Rebels "will consider the request for an extension of the truce, which ends on June 2," says Saba news agency, which is affiliated with the Houthis.
Yemen's Houthi rebels have said they are considering renewing a UN-brokered truce with the government which expires in two weeks.
The Houthis' "Supreme Political Council will consider the request for an extension of the truce, which ends on June 2," the rebels' Saba news agency said on Wednesday.
The report comes a day after the UN envoy, Hans Grundberg, said he was continuing to "engage the parties to overcome outstanding challenges and to ensure the extension of the truce".
The two-month ceasefire, which went into effect on April 2, coinciding with the start of the Muslim holy month of Ramadan, has made a "considerable positive impact on the daily lives of many Yemenis," Grundberg said.
But he added that he was seeing unconfirmed reports of continuing armed clashes that were causing civilian casualties.
According to United Nations figures, more than 150,000 people have died in Yemen's war and millions have been displaced.
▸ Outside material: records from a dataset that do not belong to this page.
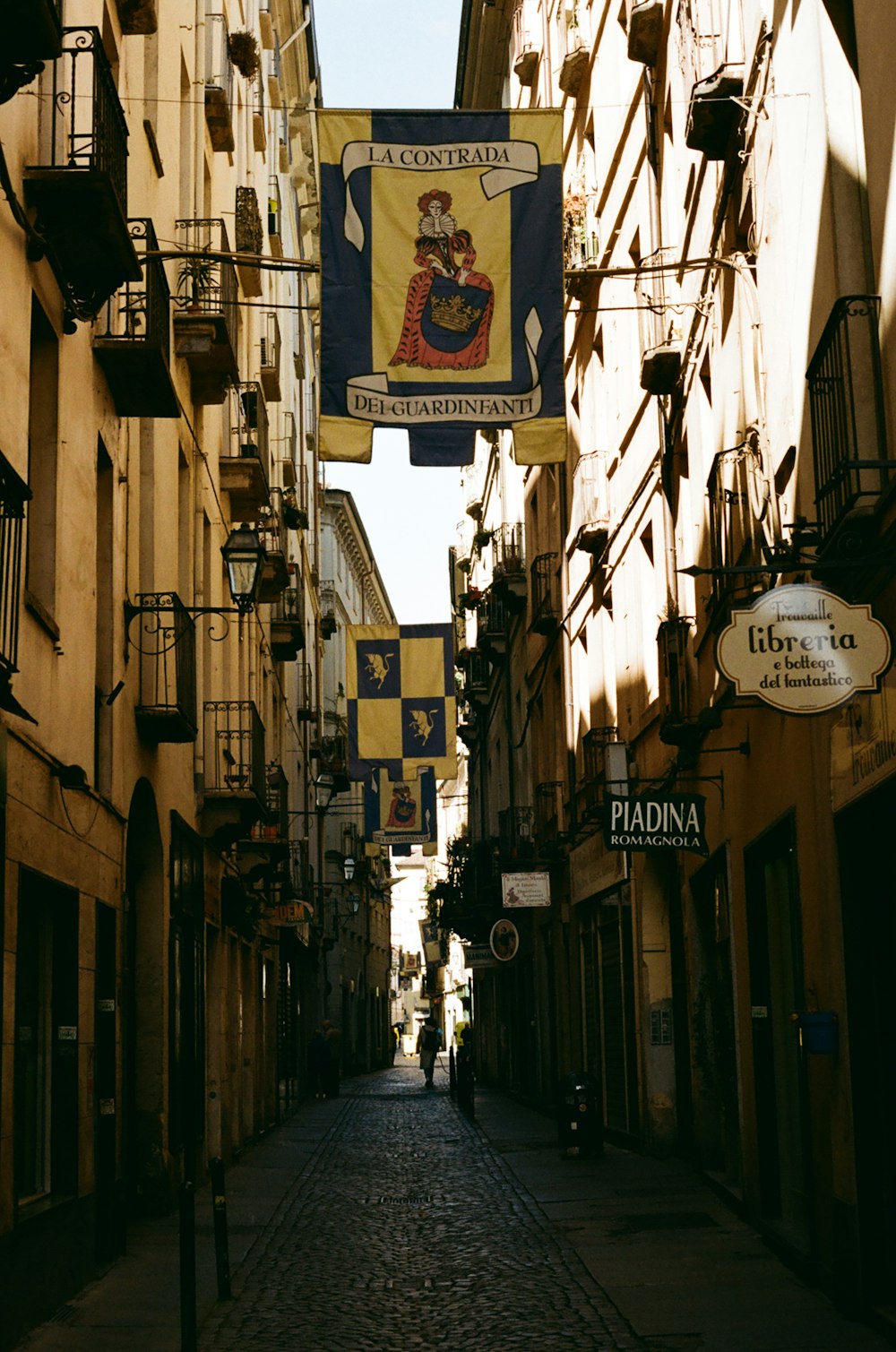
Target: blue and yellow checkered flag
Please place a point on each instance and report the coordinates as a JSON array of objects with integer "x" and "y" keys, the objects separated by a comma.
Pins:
[{"x": 401, "y": 699}]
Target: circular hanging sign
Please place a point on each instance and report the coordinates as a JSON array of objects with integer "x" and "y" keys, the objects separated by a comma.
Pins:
[
  {"x": 504, "y": 940},
  {"x": 803, "y": 650}
]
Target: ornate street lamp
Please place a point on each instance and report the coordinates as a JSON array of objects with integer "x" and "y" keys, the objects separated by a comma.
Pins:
[{"x": 244, "y": 555}]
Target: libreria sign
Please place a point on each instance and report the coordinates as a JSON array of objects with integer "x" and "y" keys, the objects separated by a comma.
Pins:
[{"x": 803, "y": 650}]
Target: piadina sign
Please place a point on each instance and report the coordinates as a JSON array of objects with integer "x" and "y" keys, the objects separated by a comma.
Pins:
[
  {"x": 656, "y": 821},
  {"x": 803, "y": 650}
]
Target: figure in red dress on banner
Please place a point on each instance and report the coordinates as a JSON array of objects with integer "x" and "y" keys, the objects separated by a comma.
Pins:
[{"x": 448, "y": 313}]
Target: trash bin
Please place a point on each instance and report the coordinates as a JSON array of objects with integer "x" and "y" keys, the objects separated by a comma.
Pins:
[{"x": 579, "y": 1115}]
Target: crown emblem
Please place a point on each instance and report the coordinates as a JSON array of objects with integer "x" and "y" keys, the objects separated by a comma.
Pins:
[{"x": 454, "y": 315}]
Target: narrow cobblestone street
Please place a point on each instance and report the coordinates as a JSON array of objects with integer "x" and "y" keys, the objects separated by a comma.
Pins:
[{"x": 407, "y": 1229}]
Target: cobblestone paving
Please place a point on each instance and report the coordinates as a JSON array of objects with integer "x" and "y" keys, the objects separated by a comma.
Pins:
[{"x": 407, "y": 1230}]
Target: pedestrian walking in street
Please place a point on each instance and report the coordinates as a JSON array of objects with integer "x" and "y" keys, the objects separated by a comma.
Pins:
[
  {"x": 427, "y": 1044},
  {"x": 318, "y": 1063},
  {"x": 332, "y": 1041}
]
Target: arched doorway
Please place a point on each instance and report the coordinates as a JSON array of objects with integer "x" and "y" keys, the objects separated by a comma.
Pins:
[{"x": 145, "y": 1012}]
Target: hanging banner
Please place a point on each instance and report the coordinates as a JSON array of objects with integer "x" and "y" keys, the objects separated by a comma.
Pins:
[
  {"x": 442, "y": 281},
  {"x": 401, "y": 813},
  {"x": 803, "y": 650},
  {"x": 526, "y": 889},
  {"x": 401, "y": 701},
  {"x": 656, "y": 821}
]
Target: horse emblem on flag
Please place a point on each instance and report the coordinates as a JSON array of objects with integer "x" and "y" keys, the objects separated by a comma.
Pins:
[
  {"x": 442, "y": 297},
  {"x": 401, "y": 702}
]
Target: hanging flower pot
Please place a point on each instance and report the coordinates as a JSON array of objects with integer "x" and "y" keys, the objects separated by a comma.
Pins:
[
  {"x": 244, "y": 53},
  {"x": 818, "y": 1032}
]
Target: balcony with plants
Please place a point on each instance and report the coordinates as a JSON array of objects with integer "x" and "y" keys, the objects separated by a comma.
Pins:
[
  {"x": 234, "y": 770},
  {"x": 508, "y": 565},
  {"x": 77, "y": 190},
  {"x": 132, "y": 339},
  {"x": 138, "y": 18},
  {"x": 31, "y": 34},
  {"x": 545, "y": 594},
  {"x": 220, "y": 82},
  {"x": 206, "y": 318},
  {"x": 162, "y": 642},
  {"x": 289, "y": 624},
  {"x": 245, "y": 469}
]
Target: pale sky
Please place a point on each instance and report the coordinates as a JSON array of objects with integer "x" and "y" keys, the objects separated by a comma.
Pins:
[{"x": 396, "y": 55}]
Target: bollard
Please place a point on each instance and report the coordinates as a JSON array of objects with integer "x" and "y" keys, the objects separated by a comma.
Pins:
[
  {"x": 465, "y": 1081},
  {"x": 188, "y": 1266},
  {"x": 220, "y": 1216}
]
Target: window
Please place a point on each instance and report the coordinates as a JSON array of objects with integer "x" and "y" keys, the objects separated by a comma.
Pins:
[
  {"x": 47, "y": 1048},
  {"x": 44, "y": 398}
]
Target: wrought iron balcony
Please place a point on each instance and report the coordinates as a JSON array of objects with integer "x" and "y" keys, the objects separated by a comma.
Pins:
[
  {"x": 137, "y": 16},
  {"x": 245, "y": 472},
  {"x": 306, "y": 710},
  {"x": 491, "y": 624},
  {"x": 269, "y": 836},
  {"x": 545, "y": 591},
  {"x": 590, "y": 517},
  {"x": 846, "y": 407},
  {"x": 132, "y": 341},
  {"x": 206, "y": 318},
  {"x": 289, "y": 624},
  {"x": 742, "y": 504},
  {"x": 515, "y": 831},
  {"x": 327, "y": 608},
  {"x": 13, "y": 495},
  {"x": 269, "y": 357},
  {"x": 79, "y": 186},
  {"x": 234, "y": 754},
  {"x": 220, "y": 82},
  {"x": 271, "y": 531},
  {"x": 274, "y": 217},
  {"x": 167, "y": 669},
  {"x": 550, "y": 818}
]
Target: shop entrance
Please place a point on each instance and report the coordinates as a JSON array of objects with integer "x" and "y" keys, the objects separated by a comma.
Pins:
[{"x": 868, "y": 890}]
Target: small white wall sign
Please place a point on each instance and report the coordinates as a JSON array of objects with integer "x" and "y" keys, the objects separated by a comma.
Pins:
[{"x": 803, "y": 650}]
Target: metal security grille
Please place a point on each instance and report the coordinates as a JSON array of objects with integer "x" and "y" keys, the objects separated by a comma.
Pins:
[{"x": 846, "y": 407}]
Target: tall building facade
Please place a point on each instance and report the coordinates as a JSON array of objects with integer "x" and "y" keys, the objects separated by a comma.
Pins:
[
  {"x": 728, "y": 288},
  {"x": 159, "y": 809}
]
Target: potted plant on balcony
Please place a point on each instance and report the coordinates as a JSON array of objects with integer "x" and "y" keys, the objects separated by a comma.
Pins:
[
  {"x": 244, "y": 53},
  {"x": 194, "y": 280}
]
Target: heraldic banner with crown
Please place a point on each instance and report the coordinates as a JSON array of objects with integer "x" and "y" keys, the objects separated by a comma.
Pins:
[
  {"x": 401, "y": 701},
  {"x": 442, "y": 281}
]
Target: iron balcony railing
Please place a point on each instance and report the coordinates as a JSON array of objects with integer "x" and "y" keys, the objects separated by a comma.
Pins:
[
  {"x": 549, "y": 810},
  {"x": 85, "y": 126},
  {"x": 271, "y": 526},
  {"x": 515, "y": 831},
  {"x": 234, "y": 751},
  {"x": 140, "y": 311},
  {"x": 253, "y": 425},
  {"x": 13, "y": 495},
  {"x": 269, "y": 345},
  {"x": 207, "y": 280},
  {"x": 545, "y": 592},
  {"x": 846, "y": 409}
]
The conflict pits Yemen's Saudi-supported government, officially based in the southern port of Aden, against the Iran-backed Houthis.
The Houthis seized the capital Sanaa in 2014, prompting a Saudi-led military intervention the following year and igniting a war that has caused what the United Nations terms the world's worst humanitarian crisis.
As part of the truce, the first commercial flight in nearly six years took off from Yemen's rebel-held capital on Monday.